You hear of hackers accessing the data of large corporations and getting millions through ransomware or by selling the data they have stolen, but a criminal can access your phone through malware on an app you are using and cost you, personally, thousands in overage charges on your next mobile bill.
According to a new report from ad-fraud detection firm Forensiq, in-app fraud is on the verge of costing over $2 billion per year.
How It Works
Fraudulent apps generate traffic through most major networks, establishing over 1,100 connections per minute, and communicating with 320 ad networks, ad servers, exchanges, and data providers per hour. This taps deeply into users' mobile data plans - potentially as much as 2 GB a day.
The malware in the apps looks and acts legitimate, but is designed to evade detection. With it, you can wind up being served tens of thousands of ads daily as part of an unseen background process. Businesses are still charged for these ads - as much as $1 per click - while each invisible ad gets charged against your monthly data allotment.
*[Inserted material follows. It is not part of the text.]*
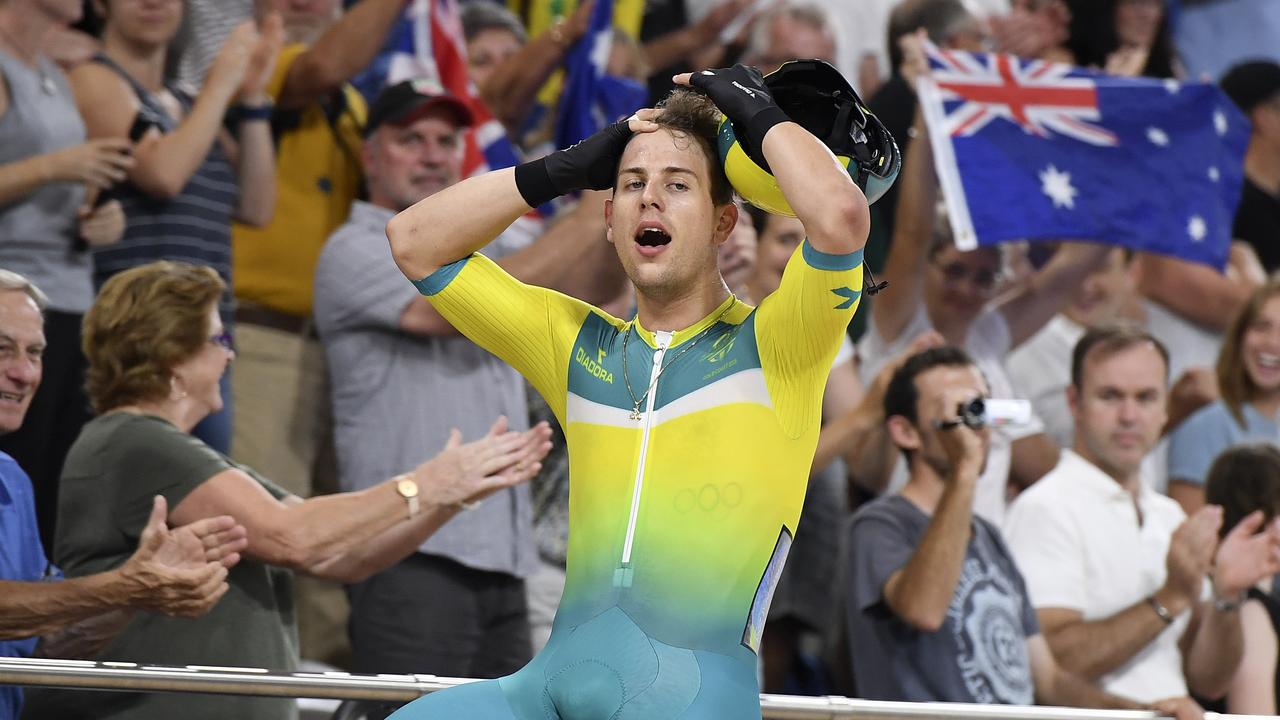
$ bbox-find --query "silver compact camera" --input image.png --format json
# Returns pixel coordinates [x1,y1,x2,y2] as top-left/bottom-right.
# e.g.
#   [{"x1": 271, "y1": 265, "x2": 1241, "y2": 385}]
[{"x1": 956, "y1": 397, "x2": 1032, "y2": 429}]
All Android, Apple, and Windows phones are at risk, but researchers say Android apps are flagged three times more often than iOS apps.
How Can You Tell If Your Phone Has Been Hacked
Other than waiting each month to see if your data usage has soared, here are some clues you have been hacked:
Signs of activity in standby mode. Your phone should be sleeping but lights up or makes unusual noises during standby mode.
You hear weird sounds during phone calls, like beeps or flashing noises. Someone may be eavesdropping.
Your phone takes a long time to power down. All running programs must power down before your phone goes black. You may have unwelcome software on your phone that is causing the power-down function to drag.
Your battery is draining faster than usual. This could be a failing battery, or an indication spyware is using the phone's charge.
You see an unfamiliar app installed on your phone. It is smart to do a routine review of your phone's setting folder to make sure the apps installed are ones you put there.
Your phone overheats when it never used to. Your phone may be working overtime to keep up with the apps working in the background.
You receive strange text messages from people and businesses you don't recognize. Someone may be trying to find out where you are or take over control of your phone. Power it down until you can get to your provider.
Very slow performance could be a sign that spyware is operating in the background, or you've run out of memory. If this happens suddenly, check your app listing.
Random Reboots. If your phone reboots itself without you asking it to, a remote user or some sort of spyware could be to blame.